An artist’s impression of the United Arab Emirates’ Hope spacecraft in orbit around Mars, where it will arrive in February 2021 after launching in July from Japan. (Credit: MBRSC)

The United Arab Emirates’ (UAE) Hope spacecraft is on its way to Mars after a successful launch from the Tanegashima Space Center in Japan.

A H-IIA rocket lifted off on Monday morning at 6:58 a.m. JST (5:58 p.m. EDT on Sunday). Hope separated from the second stage about an hour later and sent its first signal to controllers.

It is the first interplanetary mission undertaken by an Arab nation. The Mohammed Bin Rashid Space Center in Dubai developed the Mars orbiter in partnership with the University of Colorado’s Laboratory for Atmospheric and Space Physics.
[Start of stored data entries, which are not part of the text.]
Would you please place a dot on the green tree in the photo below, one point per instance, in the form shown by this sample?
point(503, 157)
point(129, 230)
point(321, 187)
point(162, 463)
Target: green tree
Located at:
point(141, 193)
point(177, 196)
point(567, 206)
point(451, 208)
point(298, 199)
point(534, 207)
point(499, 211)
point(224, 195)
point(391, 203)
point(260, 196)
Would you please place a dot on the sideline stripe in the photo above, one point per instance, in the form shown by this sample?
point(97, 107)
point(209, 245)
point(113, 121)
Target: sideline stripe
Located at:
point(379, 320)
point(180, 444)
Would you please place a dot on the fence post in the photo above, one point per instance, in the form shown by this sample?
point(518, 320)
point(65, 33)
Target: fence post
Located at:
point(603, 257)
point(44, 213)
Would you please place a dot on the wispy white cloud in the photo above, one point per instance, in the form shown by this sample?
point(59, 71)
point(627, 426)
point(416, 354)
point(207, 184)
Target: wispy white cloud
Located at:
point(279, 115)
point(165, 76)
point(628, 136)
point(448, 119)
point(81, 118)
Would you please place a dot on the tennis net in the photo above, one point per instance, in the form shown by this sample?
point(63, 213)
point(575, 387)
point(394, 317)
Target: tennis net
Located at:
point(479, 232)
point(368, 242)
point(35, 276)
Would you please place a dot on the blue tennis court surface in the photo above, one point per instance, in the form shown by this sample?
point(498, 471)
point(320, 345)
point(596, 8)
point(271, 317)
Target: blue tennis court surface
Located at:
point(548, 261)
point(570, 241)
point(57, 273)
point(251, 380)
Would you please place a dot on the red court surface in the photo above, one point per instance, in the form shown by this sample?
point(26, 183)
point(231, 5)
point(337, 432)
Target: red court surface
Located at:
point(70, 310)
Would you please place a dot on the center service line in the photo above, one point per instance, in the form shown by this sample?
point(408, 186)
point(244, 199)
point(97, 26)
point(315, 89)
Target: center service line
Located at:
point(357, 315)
Hope, which is also known as the Emirates Mars Mission (EMM), will study the dynamics of the Red Planet’s atmosphere on a global scale.

Hope will study the Martian atmosphere with three instruments: Emirates Mars Infrared Spectrometer, Emirates Exploration Imager, and Emirates Mars Ultraviolet Spectrometer.

“Using three scientific instruments on board of the spacecraft, EMM will provide a set of measurements fundamental to an improved understanding of ​circulation and weather in the Martian lower and middle atmosphere,” the UAE Space Agency said on its website.

“Combining such data with the monitoring of the upper layers of the atmosphere, EMM measurements will reveal the mechanisms behind the upward transport of energy and particles, and the subsequent escape of atmospheric particles from the gravity of Mars,” the website added.

Hope is scheduled to arrive at Mars in early February 2021 after a 200-day cruise.